Former Australian online retailer

Chaos.com was an Australian online retailer based in Melbourne, that sold CDs, DVDs, games, books and music downloads over the Internet. Similar to Amazon.com, Chaos.com shipped to all countries around the world. The website was founded in Sydney, Australia by its CEO Rob Appel in 1995, it was the first Australian retailer to sell music over the Internet.

==History==
Established in 1995 by Rob Appel under the name Chaos Music Market it was one of the pioneers of Australian e-commerce and was able to grow quickly in its early years through an association with Australia's largest ISP at the time, OzEmail. Initially the service was located at the URL www.cmm.com.au, then moved to www.chaosmusic.com in 1998 and finally to www.chaos.com in 2003. The Chaos.com domain was previously registered to Professor Tony Rutkowski and used as a chaos theory discussion area before it was sold to Chaos Group Limited in 2003.

During the dot-com boom Chaos attracted the attention of Sydney entrepreneurs Malcolm Turnbull and David Coe who provided seed capital before the company was listed on the Australian Stock Exchange in December 1999 raising A$15M as set out in the Chaos Music Limited Prospectus. The Chaos board at the time included David Coe (chairman), Rob Appel (CEO), David Spence (OzEmail), Lucy Turnbull (FTR) and Victoria Doidge (marketing executive). Shortly after the listing the dot com crash hit the market the Chaos share price declined substantially over the next 3 years. Chaos continued to grow strongly through this period and was ranked as the fastest-growing company in Australia by Deloitte in the Fast 50 Awards for 2002 due to revenue growth of 5,143% over 3 years. The Chaos website won the Onya Award for Most Popular Australian Online E-Tailer for three years running between 1999 and 2001.

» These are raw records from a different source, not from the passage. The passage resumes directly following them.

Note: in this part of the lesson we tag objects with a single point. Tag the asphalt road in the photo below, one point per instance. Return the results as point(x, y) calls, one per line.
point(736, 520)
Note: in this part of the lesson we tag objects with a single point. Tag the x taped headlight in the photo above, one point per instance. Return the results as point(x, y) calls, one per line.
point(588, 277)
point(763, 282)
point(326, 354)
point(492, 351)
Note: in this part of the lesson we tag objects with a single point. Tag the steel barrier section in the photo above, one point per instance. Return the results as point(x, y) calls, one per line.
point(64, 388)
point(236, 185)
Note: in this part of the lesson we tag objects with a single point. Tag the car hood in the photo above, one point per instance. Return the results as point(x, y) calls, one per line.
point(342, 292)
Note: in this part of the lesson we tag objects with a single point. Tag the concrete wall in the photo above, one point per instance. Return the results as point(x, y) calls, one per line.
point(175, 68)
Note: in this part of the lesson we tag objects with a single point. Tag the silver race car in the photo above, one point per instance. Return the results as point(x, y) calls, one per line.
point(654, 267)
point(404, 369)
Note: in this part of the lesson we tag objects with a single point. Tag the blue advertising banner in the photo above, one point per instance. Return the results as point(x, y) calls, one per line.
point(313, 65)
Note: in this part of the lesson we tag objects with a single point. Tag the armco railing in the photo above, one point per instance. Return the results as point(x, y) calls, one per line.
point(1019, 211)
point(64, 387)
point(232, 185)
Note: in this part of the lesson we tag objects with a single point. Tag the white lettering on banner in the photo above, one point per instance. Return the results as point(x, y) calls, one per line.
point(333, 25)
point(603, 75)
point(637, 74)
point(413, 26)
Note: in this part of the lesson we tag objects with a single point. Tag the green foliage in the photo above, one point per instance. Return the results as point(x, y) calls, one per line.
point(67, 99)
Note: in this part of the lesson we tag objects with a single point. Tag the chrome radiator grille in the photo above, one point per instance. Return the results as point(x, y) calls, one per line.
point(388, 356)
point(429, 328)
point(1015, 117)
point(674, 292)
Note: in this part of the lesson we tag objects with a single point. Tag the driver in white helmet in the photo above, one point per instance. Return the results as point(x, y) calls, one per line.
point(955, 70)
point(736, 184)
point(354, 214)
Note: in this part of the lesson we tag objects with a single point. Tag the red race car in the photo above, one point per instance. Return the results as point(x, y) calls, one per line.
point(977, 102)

In 2003 the Chaos business was privatized in a management buyout headed by Rob Appel who continued as CEO of the new holding company known as Chaos Entertainment Pty Ltd. The public entity went on to transform itself into an energy retailer known as Australian Power and Gas (ASX: APK).

In 2006, Chaos partnered with Stomp Entertainment for site management, distribution and fulfillment.

Chaos.com continued to offer retail services through its website and by 2010 had a member base of over 350,000. It offered CDs, music downloads, DVDs, books, games and merchandise. Chaos shipped globally and provided payment facilities for most major currencies. It operated the Chaos Artist Network (CAN) which was first launched in 2000 and provided digital and physical distribution services to independent artists. The CAN was often referred to as 'Australia's CDBaby'.

In 2010, Chaos.com partnered with Elan Media Partners for site management, distribution and fulfillment

In 2012, Élan Media Partners became the majority owner of Chaos.com and relaunched Chaos with a new modern look, cheaper prices and a wider range of products.

In 2016, the Chaos.com website was replaced with a message saying it is undergoing "important maintenance".

In 2017 the Chaos.com website was taken down; returning a, "server DNS address could not be found" with no further activity since.